Ein letzter Gedanke zur Beratung: Wenn Ihnen wegen einer Zyste geraten wird, den Kinderwunsch zu verschieben, fragen Sie nach dem konkreten Grund und nach der erwarteten Dauer. Ein Rat ohne beides ist kein Rat, sondern ein Aufschub – und Aufschub ist bei diesem Thema die teuerste aller Entscheidungen.
Ein weiterer Punkt betrifft die Eileiter: Sie sind bei der Frage nach der Fruchtbarkeit mindestens so wichtig wie die Eierstöcke. Eine Endometriose kann sie verkleben, und eine frühere Entzündung im Becken ebenso. Wer nur den Eierstock beurteilt, übersieht möglicherweise das eigentliche Hindernis – deshalb gehört die Prüfung der Eileiter in jede vollständige Abklärung.

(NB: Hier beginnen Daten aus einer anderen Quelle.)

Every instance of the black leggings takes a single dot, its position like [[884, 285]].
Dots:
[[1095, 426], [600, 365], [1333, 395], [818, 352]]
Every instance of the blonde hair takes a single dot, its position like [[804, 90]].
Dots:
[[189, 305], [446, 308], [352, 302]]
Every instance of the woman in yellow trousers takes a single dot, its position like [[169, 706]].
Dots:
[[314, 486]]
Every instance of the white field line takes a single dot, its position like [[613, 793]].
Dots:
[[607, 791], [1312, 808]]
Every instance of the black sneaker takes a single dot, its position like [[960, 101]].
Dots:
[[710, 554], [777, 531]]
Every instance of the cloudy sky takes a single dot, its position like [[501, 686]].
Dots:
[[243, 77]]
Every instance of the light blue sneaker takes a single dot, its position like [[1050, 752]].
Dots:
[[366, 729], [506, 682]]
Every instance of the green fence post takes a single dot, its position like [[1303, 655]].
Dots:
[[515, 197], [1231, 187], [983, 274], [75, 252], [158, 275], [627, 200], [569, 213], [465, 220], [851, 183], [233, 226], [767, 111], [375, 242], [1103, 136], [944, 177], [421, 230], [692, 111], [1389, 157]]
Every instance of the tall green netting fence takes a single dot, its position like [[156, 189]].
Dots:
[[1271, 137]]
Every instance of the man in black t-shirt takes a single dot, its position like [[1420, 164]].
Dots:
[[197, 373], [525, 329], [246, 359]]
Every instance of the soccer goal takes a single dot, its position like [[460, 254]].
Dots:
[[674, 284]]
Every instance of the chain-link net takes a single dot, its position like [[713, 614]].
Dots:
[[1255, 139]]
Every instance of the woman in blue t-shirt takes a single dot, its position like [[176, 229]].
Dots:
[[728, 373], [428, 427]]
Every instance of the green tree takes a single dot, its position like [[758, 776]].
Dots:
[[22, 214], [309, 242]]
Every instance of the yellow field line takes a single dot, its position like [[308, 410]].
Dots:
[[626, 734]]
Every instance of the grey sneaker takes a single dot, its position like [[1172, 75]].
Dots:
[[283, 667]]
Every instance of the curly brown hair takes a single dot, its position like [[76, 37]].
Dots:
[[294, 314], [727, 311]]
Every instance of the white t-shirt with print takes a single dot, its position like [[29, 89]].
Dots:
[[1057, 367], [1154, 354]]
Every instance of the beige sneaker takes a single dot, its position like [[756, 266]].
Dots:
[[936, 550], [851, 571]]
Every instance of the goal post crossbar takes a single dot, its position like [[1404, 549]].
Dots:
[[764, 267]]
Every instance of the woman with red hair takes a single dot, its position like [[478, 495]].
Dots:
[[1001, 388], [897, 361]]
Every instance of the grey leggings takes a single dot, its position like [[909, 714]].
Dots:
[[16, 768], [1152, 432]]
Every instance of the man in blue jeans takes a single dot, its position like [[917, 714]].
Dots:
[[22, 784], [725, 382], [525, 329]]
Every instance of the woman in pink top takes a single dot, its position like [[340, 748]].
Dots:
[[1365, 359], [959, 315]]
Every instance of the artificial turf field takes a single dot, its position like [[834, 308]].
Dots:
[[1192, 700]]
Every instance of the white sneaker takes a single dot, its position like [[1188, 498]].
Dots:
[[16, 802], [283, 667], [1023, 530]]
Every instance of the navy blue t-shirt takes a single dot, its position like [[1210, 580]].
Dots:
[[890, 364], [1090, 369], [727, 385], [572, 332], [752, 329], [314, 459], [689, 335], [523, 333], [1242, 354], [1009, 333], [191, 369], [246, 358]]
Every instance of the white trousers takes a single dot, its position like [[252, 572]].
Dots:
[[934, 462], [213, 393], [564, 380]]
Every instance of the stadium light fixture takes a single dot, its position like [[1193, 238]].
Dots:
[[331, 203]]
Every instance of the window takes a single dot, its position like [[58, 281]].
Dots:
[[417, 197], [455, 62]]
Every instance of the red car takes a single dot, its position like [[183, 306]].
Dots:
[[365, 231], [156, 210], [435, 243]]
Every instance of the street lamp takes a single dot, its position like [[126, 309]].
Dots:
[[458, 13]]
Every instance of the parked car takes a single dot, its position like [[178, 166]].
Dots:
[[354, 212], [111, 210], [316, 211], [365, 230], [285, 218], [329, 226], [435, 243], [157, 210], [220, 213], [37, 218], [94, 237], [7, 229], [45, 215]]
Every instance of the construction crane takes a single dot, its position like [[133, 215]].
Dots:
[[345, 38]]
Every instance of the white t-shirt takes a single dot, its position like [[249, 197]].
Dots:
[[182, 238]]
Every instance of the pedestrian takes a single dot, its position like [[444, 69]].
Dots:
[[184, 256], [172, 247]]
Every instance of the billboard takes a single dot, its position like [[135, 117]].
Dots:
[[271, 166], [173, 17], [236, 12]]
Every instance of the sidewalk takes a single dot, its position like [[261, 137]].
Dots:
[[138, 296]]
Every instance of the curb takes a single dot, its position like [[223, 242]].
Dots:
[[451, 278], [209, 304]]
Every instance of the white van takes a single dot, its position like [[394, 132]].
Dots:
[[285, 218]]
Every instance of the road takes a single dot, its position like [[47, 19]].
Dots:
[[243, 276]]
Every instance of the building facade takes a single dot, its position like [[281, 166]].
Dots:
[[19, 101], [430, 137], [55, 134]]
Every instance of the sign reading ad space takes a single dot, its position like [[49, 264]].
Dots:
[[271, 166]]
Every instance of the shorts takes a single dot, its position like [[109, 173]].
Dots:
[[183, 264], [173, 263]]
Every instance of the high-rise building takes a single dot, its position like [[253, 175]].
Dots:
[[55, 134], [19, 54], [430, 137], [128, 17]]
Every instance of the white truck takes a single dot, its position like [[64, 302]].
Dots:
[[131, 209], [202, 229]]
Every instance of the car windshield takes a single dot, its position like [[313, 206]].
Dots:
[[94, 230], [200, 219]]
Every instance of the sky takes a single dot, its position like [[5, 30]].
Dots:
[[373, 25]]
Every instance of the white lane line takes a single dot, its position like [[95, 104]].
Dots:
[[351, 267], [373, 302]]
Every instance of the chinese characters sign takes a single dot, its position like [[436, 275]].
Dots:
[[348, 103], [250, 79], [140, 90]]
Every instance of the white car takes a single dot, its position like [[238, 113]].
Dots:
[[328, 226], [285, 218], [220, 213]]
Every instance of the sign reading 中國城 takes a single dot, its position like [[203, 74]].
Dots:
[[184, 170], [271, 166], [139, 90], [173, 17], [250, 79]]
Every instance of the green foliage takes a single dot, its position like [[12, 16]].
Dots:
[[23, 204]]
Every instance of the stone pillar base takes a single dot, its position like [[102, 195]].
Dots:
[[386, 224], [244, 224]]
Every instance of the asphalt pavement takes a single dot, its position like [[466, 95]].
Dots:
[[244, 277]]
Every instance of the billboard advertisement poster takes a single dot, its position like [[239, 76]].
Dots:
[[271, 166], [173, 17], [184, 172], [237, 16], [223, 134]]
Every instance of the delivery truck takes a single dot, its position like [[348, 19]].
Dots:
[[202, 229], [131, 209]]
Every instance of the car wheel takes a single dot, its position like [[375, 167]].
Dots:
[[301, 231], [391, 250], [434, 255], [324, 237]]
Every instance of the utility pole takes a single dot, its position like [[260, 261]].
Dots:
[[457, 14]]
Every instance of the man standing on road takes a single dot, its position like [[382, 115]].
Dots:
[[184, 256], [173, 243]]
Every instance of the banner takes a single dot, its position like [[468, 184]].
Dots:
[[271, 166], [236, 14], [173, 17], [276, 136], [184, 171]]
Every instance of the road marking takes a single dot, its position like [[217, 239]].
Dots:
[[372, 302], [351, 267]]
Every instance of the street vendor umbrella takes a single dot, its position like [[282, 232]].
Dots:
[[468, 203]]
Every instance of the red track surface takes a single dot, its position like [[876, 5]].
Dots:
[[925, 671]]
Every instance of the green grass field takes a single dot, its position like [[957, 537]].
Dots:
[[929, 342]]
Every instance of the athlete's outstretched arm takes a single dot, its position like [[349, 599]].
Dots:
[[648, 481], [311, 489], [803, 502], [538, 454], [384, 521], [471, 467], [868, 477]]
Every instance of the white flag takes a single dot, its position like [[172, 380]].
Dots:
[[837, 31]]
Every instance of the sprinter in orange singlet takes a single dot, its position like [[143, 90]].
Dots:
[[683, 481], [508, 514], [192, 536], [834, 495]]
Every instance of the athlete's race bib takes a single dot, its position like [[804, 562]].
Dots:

Fragen und Antworten zu Zyste und Fruchtbarkeit
Die häufigsten Fragen bei Kinderwunsch.
| Frage | Kurze Antwort | Was daraus folgt |
|---|---|---|
| Macht eine Zyste unfruchtbar? | Meist nicht. | Der Eisprung läuft weiter. |
| Welche Zyste stört? | Vor allem das Endometriom. | Wegen der Grunderkrankung. |
| Und beim PCO-Syndrom? | Der Eisprung fehlt. | Er lässt sich auslösen. |
| Hilft eine Operation? | Nicht immer. | Sie kann sogar schaden. |
| Muss ich warten? | Meist nicht. | Zeit ist bei Kinderwunsch kostbar. |
„Warten Sie erst mal ab, bis die Zyste weg ist“ – dieser Satz hat Frauen wertvolle Jahre gekostet. Bei einer harmlosen Zyste gibt es nichts abzuwarten. Bei einem Endometriom gibt es einen Plan zu machen. In keinem der beiden Fälle ist Stillstand die richtige Antwort.